Since the ruling party campaigned on a job creation ticket Batswana expect every budget to demonstrate commitment to their election pledge.  Surprisingly upon being elected into power the ruling party spoke in tongues. Instead of implementing an ambitious job creation strategy the ruling party argues that job creation is not government responsibility.  According to government officials the role of government is to create favourable environment that allows the private sector to generate wealth and create jobs.  A business friendly environment is expected to attract direct foreign investment. 


These include removing unnecessary bottlenecks such as reduction of time it takes to register a company, opening of bank accounts, processing work and residence permits. That government is there to build social, physical and communications infrastructure. Under the ruling Botswana Democratic Party (BDP) job creation is everybody’s concern but nobody else responsibility. It’s a pathetic state of affairs.


Interestingly government has constructed a relatively good social and physical infrastructure. However, this has not translated into the emergence of a private sector that has the capacity to generate wealth and create jobs as anticipated.  The main reason is that provision of social and physical infrastructure is a necessary but not sufficient requirement for economic development.


The fact of the matter is that government has adopted an economic model that is driven by profit.  Unfortunately job creation is not in the profit making equation. Private business is there to maximise profit through exploitation of the working class. Brothers Malema a decorated professor of economics with the University of Botswana asserts that since government controls massive wealth, it is deceptive to then expect a private sector that is at its infancy to lead the job creation crusade and to cope with the ever rising unemployment levels.  It is only through government intervention that permanent and decent jobs can be created.  The Chinese model is there for all to draw a leaf from.

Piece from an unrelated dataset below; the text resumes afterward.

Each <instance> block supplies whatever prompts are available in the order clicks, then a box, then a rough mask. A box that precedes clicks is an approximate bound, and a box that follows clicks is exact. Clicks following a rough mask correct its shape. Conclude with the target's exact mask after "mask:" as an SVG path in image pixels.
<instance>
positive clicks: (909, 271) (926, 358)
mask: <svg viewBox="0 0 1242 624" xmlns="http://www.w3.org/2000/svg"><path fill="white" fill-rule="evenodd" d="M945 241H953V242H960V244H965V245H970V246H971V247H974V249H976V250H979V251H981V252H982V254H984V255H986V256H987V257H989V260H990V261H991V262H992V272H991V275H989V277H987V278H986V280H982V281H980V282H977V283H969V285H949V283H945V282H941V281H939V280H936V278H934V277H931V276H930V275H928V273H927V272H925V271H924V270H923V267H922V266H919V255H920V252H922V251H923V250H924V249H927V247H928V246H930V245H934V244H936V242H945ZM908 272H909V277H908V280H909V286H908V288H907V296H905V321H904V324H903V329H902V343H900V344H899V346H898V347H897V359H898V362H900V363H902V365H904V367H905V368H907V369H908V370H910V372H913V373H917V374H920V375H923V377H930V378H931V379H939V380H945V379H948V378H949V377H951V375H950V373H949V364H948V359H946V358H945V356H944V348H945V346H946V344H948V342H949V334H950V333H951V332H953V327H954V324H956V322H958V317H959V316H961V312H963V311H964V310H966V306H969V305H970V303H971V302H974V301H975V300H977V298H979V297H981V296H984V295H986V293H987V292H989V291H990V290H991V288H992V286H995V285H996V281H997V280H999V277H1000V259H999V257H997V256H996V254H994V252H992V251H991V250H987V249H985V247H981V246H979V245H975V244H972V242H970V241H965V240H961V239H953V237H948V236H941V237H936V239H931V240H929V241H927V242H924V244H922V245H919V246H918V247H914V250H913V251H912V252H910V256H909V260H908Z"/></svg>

When it comes to job creation government has abdicated its responsibility.  They continue to follow an economic model that has dismally failed to create sufficient jobs despite abundance of natural resources.  For this reason government finds nothing wrong in allocating billions of pula to purchase sophisticated military equipment in the form of Swedish Gripen Fighter jets. 


Sadly not a single part of the aircraft will be manufactured or assembled in Botswana to create the much needed employment opportunities.  We have a government that sees nothing wrong in exporting unprocessed salt and cattle by-products. This is what Botswana Congress Party (BCP) calls job exportation.

A budget cannot be given a thumb-up on the basis of the amount allocated to specific ministries but should be assessed on the basis of service delivery.  Any excitement based on the proportion of budget allocation is misplaced. For example Botswana is well known for a relatively high percentage of the national budget allocated to the Ministry of Health and Wellness yet health care delivery has deteriorated in recent years.  The same is true in respect of budgetary allocations to the Ministry of Education. 


Another fallacy is to glorify economic growth as if it is a panacea to economic development and job creation.  In the past Botswana experienced one of the highest levels of economic growth. During the same period income inequality was on the rise as well as joblessness. GDP growth and per capita income have long been discredited as good measures of economic development.  Even friends of government such as Business Botswana describe the current budget proposals as unexciting.  It is yet another stale budget that is uninspiring.